Not silly at all, I love the idea ...I made one for the kindling box we made.

choose the font you want on your computer. You can print it out on an 8 1/2” x 11” paper.
then glue it on your wood ( with elmer’s glue) and then poly it ( 2 or 3 coats)

Our sign is about 5” x 3” ...printed out on a piece of parchment paper. 

hint, if you go to a print shop they may have some open packages
of good quality paper...ask them to sell you just a few pieces. It should
only cost a few pennies a piece.

This is one we made for our kindling box. I used thin wood, but you
can use any thickness you want.

BTW ...we call our shop “Splinkers” I have been meaning to do
one for our shop...”Splinters, Enter at your own Risk.” :smile:


----------



## mathmonger (Dec 27, 2012)

I don't want to invest too much time or money in it because the rules are still in beta testing. Maybe I will decide down the road that I don't need a whole separate rule about putting sawdust in your brother's ear. 

Silly is maybe not the right word. I'm thinking more "deliberately exaggerated for humorous effect to make a point", i.e. don't even think about it. 

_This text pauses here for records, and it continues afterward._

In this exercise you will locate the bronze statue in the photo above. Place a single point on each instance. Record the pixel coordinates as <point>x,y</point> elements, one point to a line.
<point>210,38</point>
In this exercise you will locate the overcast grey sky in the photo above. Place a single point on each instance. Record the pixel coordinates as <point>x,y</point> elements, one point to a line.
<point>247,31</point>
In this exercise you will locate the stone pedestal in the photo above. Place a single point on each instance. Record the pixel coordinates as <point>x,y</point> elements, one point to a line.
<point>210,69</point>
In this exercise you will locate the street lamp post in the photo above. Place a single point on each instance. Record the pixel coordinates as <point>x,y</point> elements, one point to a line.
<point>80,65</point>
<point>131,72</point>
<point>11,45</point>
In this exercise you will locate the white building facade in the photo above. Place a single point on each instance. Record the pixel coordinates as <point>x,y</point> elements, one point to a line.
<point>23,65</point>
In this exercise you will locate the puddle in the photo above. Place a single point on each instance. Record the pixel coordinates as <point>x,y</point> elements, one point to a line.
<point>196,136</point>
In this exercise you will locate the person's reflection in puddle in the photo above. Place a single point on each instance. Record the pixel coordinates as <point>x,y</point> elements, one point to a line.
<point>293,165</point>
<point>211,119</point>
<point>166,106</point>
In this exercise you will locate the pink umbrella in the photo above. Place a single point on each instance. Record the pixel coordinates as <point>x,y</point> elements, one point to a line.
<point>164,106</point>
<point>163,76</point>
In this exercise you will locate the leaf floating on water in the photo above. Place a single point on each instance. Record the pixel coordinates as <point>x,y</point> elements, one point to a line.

I like the decoupage idea, but I'd have to find some special paper or background or something. That's doable. White computer paper with a list of rules doesn't have the charm I'm looking for, decoupage or not. 

Believe it or not, I'm actually pretty useless with Word. I don't even own it. I'll probably just use Microsoft Paint.


----------



## F250 (Feb 13, 2018)

It's only silly if making the sign takes time away from more important things (things more important to YOU).


----------



## 3onthetree (Dec 7, 2018)

You can actually do a little bit of text in MSPaint, but it will make it harder to edit later, I did this quickie to test it.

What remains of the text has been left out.